Congress passed President Obama’s ambitious healthcare reform bill a mere one month prior to the FDA’s approval of Provenge. It will be years until the bill is enacted but the Centers for Medicare and Medicaid Services (CMS), the division under the Executive branch which administers Medicare, is already getting into the act and questioning the pricey treatment. This kind of analysis — into deciding whether or not to cover a therapy for “on-label” treatment (i.e., to fight the disease it is approved to fight) — is extremely rare. Oncologists are upset about the challenge, stating that CMS to honored to pay for cancer treatments approved by FDA and that reimbursement must be decided outside the paradigm of cost.
Some takeaways:
FDA Trials
- The high price tag is partly to cover the long road to approval: The FDA was right to be concerned when researchers couldn’t understand how Provenge was extending life, but it becomes a problem when the only way to allay their fears is to ask a cash-strapped startup to enlist hundreds of more patients and pay millions of dollars for extended trials to confirm the results are significant. This is a difficult burden, and despite the agency’s black eye after the Vioxx, they should look to step up their efforts to approve drugs in a way that doesn’t crush innovative new treatments and the companies trying to take them to market. Dendreon’s management was masterful in managing the capital markets, controlling their burn rate, and ultimately coming up with the cash they needed to get to this point; few others likely would have survived. Given the patients the FDA was angling to protect here were critically ill with ~2 years of life left, it’s curious as to why such a burden was placed on Provenge.
- Can biotech startups ever follow this path again? Dendreon’s IPO was in 2000 — a time when going public as a pre-revenue, pre-clinical approval startup was not a problem. Now VCs and other private investors are expected to take these companies all the way to revenue (or possibly an acquisition by Big Pharma, but that’s typically only after a lot of clinical data has been generated). It was a long route for Dendreon — one that exceeds the lengths most private investors can hang onto their investments given the need to deliver returns. More examples of FDA nightmares like Dendreon’s significant path to approval will scare early-stage investors out of biotech (or scare LPs out of biotech-focused funds).
Reimbursement
- Why shouldn’t cost be factored into coverage of cancer treatments? What is the right cost-benefit analysis?
- Several countries have a system for rationing healthcare spending based on the improved quality and length of life a treatment can provide. While this may be arbitrary, it makes sense this is the only way to handle scarce budget. The most wealthy can pay out of pocket for supplemental insurance or for one-off treatments.

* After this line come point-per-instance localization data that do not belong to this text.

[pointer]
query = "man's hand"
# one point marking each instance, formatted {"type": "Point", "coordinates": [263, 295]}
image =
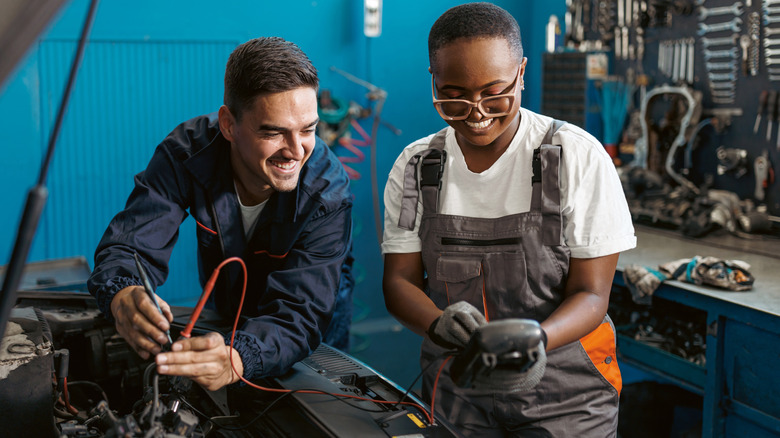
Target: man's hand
{"type": "Point", "coordinates": [204, 359]}
{"type": "Point", "coordinates": [139, 322]}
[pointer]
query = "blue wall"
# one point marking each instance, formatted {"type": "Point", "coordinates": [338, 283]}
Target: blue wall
{"type": "Point", "coordinates": [153, 64]}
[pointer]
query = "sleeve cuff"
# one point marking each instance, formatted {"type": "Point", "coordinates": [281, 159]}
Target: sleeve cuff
{"type": "Point", "coordinates": [107, 292]}
{"type": "Point", "coordinates": [249, 348]}
{"type": "Point", "coordinates": [604, 248]}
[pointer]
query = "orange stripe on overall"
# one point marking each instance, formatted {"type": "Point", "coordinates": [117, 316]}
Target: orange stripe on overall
{"type": "Point", "coordinates": [600, 346]}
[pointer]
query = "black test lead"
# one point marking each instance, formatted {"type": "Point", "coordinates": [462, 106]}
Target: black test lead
{"type": "Point", "coordinates": [149, 290]}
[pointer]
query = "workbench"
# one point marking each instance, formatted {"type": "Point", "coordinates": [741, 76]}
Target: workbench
{"type": "Point", "coordinates": [739, 381]}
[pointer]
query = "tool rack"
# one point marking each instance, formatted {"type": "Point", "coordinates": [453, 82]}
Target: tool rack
{"type": "Point", "coordinates": [726, 50]}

- A QALY-based reimbursement policy like this would do a lot to force healthcare investors to fund projects that truly have an impact on extending life and the quality of health. It’s hard to argue a QALY system could ever be truly agreeable, but it’d be a step in the right direction and the only way we can hope to curb healthcare costs.

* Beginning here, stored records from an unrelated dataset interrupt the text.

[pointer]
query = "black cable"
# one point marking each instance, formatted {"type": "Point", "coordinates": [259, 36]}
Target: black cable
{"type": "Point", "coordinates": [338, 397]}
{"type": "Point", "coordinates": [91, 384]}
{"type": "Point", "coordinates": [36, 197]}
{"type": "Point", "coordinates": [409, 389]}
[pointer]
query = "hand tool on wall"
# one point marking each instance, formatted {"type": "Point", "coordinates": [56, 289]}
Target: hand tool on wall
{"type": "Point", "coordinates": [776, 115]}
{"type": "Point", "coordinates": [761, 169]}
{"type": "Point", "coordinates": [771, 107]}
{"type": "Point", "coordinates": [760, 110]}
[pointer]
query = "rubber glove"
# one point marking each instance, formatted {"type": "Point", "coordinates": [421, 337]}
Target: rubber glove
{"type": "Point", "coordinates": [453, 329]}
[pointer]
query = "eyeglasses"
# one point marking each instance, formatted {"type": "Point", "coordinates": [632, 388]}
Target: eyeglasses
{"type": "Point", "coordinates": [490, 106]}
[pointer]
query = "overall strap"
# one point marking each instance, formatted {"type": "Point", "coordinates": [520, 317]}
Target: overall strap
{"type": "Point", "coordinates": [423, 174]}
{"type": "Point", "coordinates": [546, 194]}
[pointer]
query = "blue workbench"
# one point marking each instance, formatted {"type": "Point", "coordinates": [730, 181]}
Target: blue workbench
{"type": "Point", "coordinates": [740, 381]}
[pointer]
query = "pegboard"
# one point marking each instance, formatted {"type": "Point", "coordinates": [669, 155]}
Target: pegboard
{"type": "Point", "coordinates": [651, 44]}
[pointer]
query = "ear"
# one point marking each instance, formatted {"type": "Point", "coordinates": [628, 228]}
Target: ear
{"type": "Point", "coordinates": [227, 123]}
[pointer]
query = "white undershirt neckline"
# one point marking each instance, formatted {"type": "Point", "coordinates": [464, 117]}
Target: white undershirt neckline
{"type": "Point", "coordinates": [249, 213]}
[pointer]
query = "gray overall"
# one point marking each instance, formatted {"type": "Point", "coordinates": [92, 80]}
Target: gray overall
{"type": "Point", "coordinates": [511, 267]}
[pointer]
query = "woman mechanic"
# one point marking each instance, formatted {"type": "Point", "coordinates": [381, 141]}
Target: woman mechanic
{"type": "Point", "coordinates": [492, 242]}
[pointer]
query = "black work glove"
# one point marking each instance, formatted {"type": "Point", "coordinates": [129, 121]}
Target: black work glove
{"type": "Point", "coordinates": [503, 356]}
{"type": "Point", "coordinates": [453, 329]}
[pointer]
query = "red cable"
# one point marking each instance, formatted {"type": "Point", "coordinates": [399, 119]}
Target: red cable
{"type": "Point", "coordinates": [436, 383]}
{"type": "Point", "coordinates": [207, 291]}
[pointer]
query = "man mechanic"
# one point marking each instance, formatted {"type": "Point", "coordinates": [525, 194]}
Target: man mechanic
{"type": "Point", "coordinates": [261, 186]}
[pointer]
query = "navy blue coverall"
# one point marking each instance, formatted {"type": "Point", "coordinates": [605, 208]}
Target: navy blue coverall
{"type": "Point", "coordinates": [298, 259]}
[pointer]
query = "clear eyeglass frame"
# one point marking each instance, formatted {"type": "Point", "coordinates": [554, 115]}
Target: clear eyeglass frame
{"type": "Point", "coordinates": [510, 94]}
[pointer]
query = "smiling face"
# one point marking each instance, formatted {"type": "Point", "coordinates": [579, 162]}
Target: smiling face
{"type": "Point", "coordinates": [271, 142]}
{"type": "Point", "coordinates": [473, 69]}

- The Social Security Act — the laws referenced by the Oncologists above as the basis for CMS needing to cover Provenge — does compel CMS to cover Provenge. While the intention of the law is admirable, isn’t it only human nature to expect drug companies or physicians to charge more than they really should when you give them a blank check and bind yourself to sign off on it?
- Is the CMS inquiry a sign of things to come? CMS’ timing was interesting on their decision to challenge reimbursement of Provenge, coming in only a few months after sweeping healthcare reform. This could signal a new era in challenging the profit layer that drug and device companies add into the system, or it may just be a one-off that goes away after the healthcare debate continues to simmer down.